We’re always comparing ourselves to others. Today, presented with an endless stream of carefully curated social media feeds, it can more than ever seem like everybody else is living a better life.

That’s why it is important to live your life the way you want. On the trail, some travel ultralight, using their trekking poles to stretch a small tarp over their lightweight sleeping bag atop a thin foam sleeping pad. I travel with a real tent, a good air pad, and a warm sleeping bag. They move faster than I do, but I am more comfortable. Long-distance hikers all accept the HYOH mindset – the ultralighters are not judging me for my heavy pack, and I am not envious of their higher mileage.

Live your own life.

Rational Decision-making

As an individual, you are free to make emotional decisions. You can decide to evict some software product from your laptop because you don’t like the vendor’s nationality or stance on today’s hot-button social issue. As an IT professional, you can even set up an open source solution that does almost the same (though invariably with worse UX) in a few days.

But as an IT leader, you are expected to make rational decisions. That’s why you don’t throw out all your Amazon, Microsoft, or Google Cloud on a whim because you are unhappy with U.S. policy. The rational choice is to minimize your risk. That means building new systems outside U.S. clouds so you don’t add to your problems. And migrating away from disfavoured platforms in an orderly, cost-effective manner.

Measuring Productivity

How do you measure productivity? The research suggests that, with AI tools, perceived programmer productivity increases, while objective productivity decreases. In addition, maintainability decreases as more of your code base has never been seen by the human sent in to clean up the AI-generated messes.

That should indicate that we need to prove a massive increase in productivity to justify the use of AI tools. But how to measure it?

Lines of Code (LoC) was already a bad measurement. In the days of AI, it is a totally random measure, and a higher LoC might just as well indicate a decrease in functionality as an increase.

If you’re in the big enterprise/government world, you might use Function Points or Use Case Points. If you are running Agile, you can use team velocity (within each team). Ideally, you would measure business value. Unfortunately, few organizations can articulate and calculate the business value of their IT.

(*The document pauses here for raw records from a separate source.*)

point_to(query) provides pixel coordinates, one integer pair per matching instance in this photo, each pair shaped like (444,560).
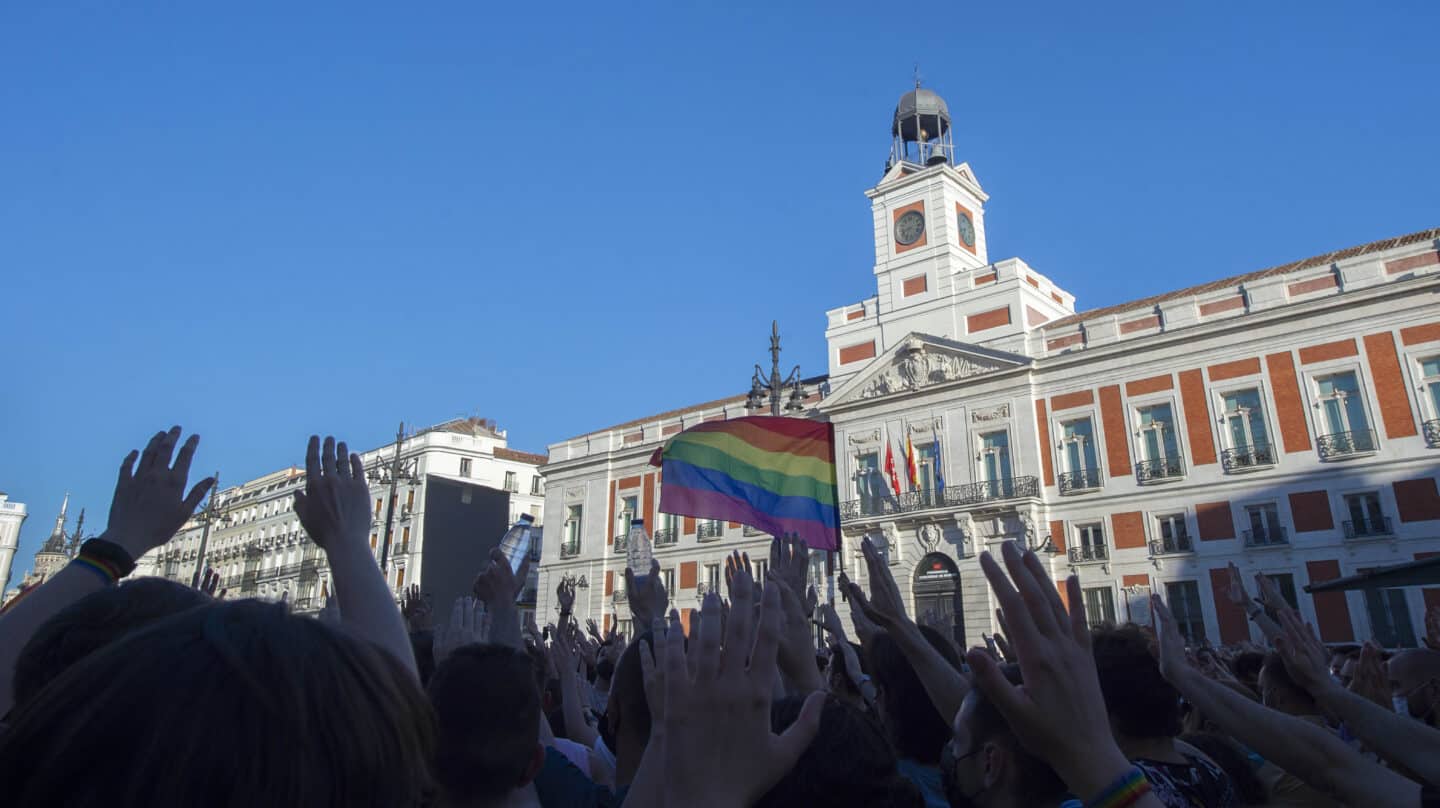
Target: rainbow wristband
(107,572)
(1122,792)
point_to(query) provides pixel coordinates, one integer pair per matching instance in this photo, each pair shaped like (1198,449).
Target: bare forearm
(1391,736)
(25,618)
(1301,748)
(366,605)
(943,684)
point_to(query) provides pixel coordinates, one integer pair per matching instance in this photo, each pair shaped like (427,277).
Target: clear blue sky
(280,219)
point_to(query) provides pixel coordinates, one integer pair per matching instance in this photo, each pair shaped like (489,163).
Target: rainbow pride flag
(774,474)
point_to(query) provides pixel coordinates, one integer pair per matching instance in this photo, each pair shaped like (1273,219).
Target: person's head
(850,762)
(92,622)
(985,765)
(268,709)
(1139,702)
(1414,683)
(1279,692)
(915,726)
(1231,758)
(488,713)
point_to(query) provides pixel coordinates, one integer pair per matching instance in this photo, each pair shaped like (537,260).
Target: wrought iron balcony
(1076,481)
(1244,458)
(1345,444)
(1171,546)
(952,497)
(1089,553)
(1368,527)
(1266,536)
(1158,470)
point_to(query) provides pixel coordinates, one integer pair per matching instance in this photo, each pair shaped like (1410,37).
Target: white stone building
(438,529)
(1285,419)
(12,516)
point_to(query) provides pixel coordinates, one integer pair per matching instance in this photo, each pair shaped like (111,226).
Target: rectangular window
(1174,535)
(1244,431)
(573,516)
(1390,618)
(1080,470)
(1099,607)
(1089,545)
(1182,598)
(995,464)
(1265,526)
(1365,516)
(1344,427)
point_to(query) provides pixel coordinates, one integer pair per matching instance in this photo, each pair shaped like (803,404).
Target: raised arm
(1393,736)
(1301,748)
(149,506)
(334,510)
(943,684)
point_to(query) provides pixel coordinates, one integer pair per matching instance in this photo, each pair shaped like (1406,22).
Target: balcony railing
(1368,527)
(1345,444)
(1158,470)
(1076,481)
(1171,546)
(1266,536)
(1242,458)
(1089,553)
(964,496)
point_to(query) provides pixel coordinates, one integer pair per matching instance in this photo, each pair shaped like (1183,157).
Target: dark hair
(913,723)
(92,622)
(488,713)
(1139,700)
(850,762)
(1036,782)
(1231,758)
(268,709)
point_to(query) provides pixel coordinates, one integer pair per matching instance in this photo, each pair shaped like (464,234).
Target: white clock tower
(933,275)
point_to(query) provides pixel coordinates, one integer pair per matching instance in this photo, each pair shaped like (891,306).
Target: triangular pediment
(920,362)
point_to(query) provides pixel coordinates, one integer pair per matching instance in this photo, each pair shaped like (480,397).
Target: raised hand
(415,608)
(1059,712)
(565,595)
(150,501)
(717,742)
(647,594)
(334,507)
(497,585)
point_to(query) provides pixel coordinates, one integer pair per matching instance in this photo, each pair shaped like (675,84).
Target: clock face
(909,228)
(966,228)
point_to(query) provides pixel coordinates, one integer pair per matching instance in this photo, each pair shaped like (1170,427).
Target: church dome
(920,110)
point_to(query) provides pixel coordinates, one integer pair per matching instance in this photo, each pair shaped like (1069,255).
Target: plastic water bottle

If you want to argue that AI tools increase productivity, you need to put a number on the productivity you claim to increase.

Meet People in Real Life

Your happiness, health, and longevity are strongly influenced by the strength of your relationships. You need to meet people in real life – online connections have only a small fraction of the effect of meeting someone face to face.

If you live alone, it is even more important to take your social connections seriously. Over time, unless you continually work to renew your relationships, they will weaken. If you don’t have any close relationships, cultivate some. Join a sports club or volunteer in an organization. Doing something physical together with someone is an easy first step to building a relationship.

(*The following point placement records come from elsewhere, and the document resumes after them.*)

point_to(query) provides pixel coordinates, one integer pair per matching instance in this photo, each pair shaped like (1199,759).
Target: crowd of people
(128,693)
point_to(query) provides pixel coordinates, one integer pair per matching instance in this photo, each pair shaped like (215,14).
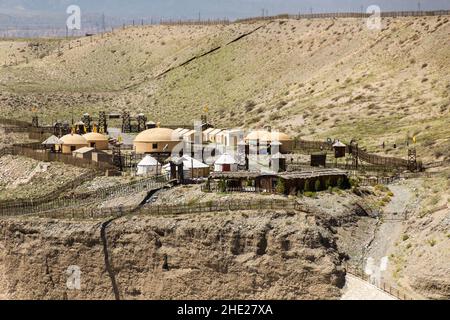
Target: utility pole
(103,22)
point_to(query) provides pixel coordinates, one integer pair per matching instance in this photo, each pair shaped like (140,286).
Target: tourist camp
(157,140)
(72,142)
(148,166)
(97,140)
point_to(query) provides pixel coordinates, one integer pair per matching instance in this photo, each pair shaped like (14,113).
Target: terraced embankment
(271,254)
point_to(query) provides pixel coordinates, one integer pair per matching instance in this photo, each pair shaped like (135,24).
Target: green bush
(318,186)
(222,185)
(354,182)
(340,183)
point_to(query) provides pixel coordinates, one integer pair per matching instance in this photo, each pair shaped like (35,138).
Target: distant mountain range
(42,17)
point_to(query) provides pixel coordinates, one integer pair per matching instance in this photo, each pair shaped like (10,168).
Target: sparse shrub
(432,242)
(318,186)
(249,105)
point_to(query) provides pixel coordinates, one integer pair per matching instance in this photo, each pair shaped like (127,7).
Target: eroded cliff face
(270,255)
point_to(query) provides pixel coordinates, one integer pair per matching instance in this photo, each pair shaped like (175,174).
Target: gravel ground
(357,289)
(193,194)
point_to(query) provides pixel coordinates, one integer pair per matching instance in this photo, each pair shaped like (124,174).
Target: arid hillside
(315,78)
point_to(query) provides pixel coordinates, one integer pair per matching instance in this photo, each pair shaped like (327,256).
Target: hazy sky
(208,8)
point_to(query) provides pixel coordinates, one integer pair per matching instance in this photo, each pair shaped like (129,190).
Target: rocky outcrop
(266,255)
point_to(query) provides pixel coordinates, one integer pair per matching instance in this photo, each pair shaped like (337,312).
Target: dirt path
(389,232)
(357,289)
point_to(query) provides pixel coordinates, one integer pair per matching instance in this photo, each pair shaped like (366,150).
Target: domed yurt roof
(94,136)
(73,139)
(156,135)
(264,135)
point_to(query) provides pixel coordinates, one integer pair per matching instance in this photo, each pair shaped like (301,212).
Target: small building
(181,131)
(150,125)
(83,153)
(72,142)
(97,140)
(226,163)
(230,138)
(319,159)
(278,163)
(339,149)
(263,139)
(212,136)
(158,140)
(189,136)
(149,166)
(53,143)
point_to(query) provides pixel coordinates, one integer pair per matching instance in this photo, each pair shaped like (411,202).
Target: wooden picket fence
(52,204)
(220,206)
(394,291)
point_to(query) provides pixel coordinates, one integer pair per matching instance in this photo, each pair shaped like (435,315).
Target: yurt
(265,138)
(157,140)
(192,168)
(148,166)
(97,140)
(72,142)
(226,163)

Did you meet with friends or family this week? If not, make plans to meet someone this weekend.

Sovereign Cloud

You need to create a delay between a foreign government ordering your cloud provider to cut you off and the actual cutoff. The longer you can make this period, the better. The new AWS European Sovereign Cloud (ESC) is Amazon’s way of offering this. That is a cloud solution running on hardware in Europe, staffed by Europeans, organized under a European daughter company.

That does not protect you against Amazon being compelled by the U.S. government to hand over your data, but all important data should be protected with keys you hold, outside your cloud provider, anyway. But it does make it likely that AWS Europe would contest an order to shut down the service, and that AWS Europe employees would not cut you off at the whim of a foreign dictator.

Because the probability of this happening is still “Rare” (edging towards “Unlikely”), you do not need to act on this risk now. But it is prudent to ensure you have time to react if it should happen.